Around 700 supporters bought season tickets for the 2020-21 season in the hope they would be allowed to return. The first 10 home league matches have been behind-closed-doors.
“Not one of them have requested a refund,” adds Taylor, who runs one hotel and four care homes in the area.
Players, led by captain Sam Lavelle, agreed to top up the wages of some club staff who were furloughed. They acted after long-serving kit man Les Dewhirst “seemed down and worried about things”.
“We’re not millionaires. I think we’ve the lowest wage bill in League Two but we’re on a good wage,” says Lavelle.
Morecambe, owned by Bond Group Investments Limited, have not hosted a match in front of fans since a 1-1 draw with Crewe on 29 February 2020, when former Motherwell player Mbulu was an unused substitute.
He had been with Morecambe since January and died suddenly in May. Many Shrimps fans contributed to a GoFundMe page to help support Mbulu’s baby daughter. It has raised nearly £30,000.

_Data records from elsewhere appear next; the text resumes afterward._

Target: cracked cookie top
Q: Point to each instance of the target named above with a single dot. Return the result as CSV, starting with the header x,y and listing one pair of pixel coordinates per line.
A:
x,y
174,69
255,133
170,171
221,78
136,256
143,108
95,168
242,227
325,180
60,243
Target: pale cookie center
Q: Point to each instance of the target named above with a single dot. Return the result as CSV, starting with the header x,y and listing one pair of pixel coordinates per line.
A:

Morecambe may have one of the smallest fan bases in the EFL – their average crowd in 2019-20 was 2,264 – but they have a reputation for being one of the friendliest clubs around.
Before Barrow’s League Two home game with Stevenage on 12 September 2020 – their first Football League match for 48 years – a plane circled the ground.
It was towing a banner which read ‘Wlcome back2the EFL from Morecambe FC’.
The £700 costs were paid for by an unnamed Shrimps director who wanted to reach out to Morecambe’s newly-promoted north-west of England rivals.
“None of us are paid directors,” adds Taylor, who has watched Morecambe’s rise from the Lancashire Combination league to the EFL. “We’re in it for the right reasons.
“My grandad took me to Christie Park, our old ground, in the 1950s. My co-chairman, Graham Howse, is exactly the same – a long-time fan.
“We’re very hands on and involved in the nuts and bolts of running the club.”
‘Heavyweight v lightweight’
Having finished 22nd, 18th, 22nd, 18th and 21st in the last five seasons, an FA Cup trip to eight-time winners Chelsea is a welcome distraction from the rigours of League Two.
This is the club’s first appearance in the third round since 2003 but there is naturally sadness none of their supporters will be at Stamford Bridge.
It is the second time this season Morecambe have faced Premier League opposition without fans after losing 7-0 at home to Newcastle in the Carabao Cup in September.
“It’s a damned shame. We could have been looking at taking 5,000 in normal circumstances,” adds Taylor, who says some club staff will also miss Morecambe’s big day at Chelsea.
“We have stuck to the rules right the way through all of this and there are people at the club who haven’t been able to be involved,” he says.
“Tom Sawyer, who helps our kit man Les, is a volunteer. Because he’s of a certain age, he hasn’t been able to do what he normally does. It’s hard because he’s been here for 20-odd years.”
There is a huge gulf between last season’s FA Cup runners-up and Morecambe, but Shrimps boss Adams says his players, whose 10 days of isolation ended on Tuesday, are relishing the challenge.
“You’ve got Tyson Fury, who has his gym in the corner of our stadium, a heavyweight in Chelsea against a lightweight in Morecambe,” adds the Scot, who took charge in November 2019.
“Morecambe’s waited years for a tie like this. It’s fantastic for the town.”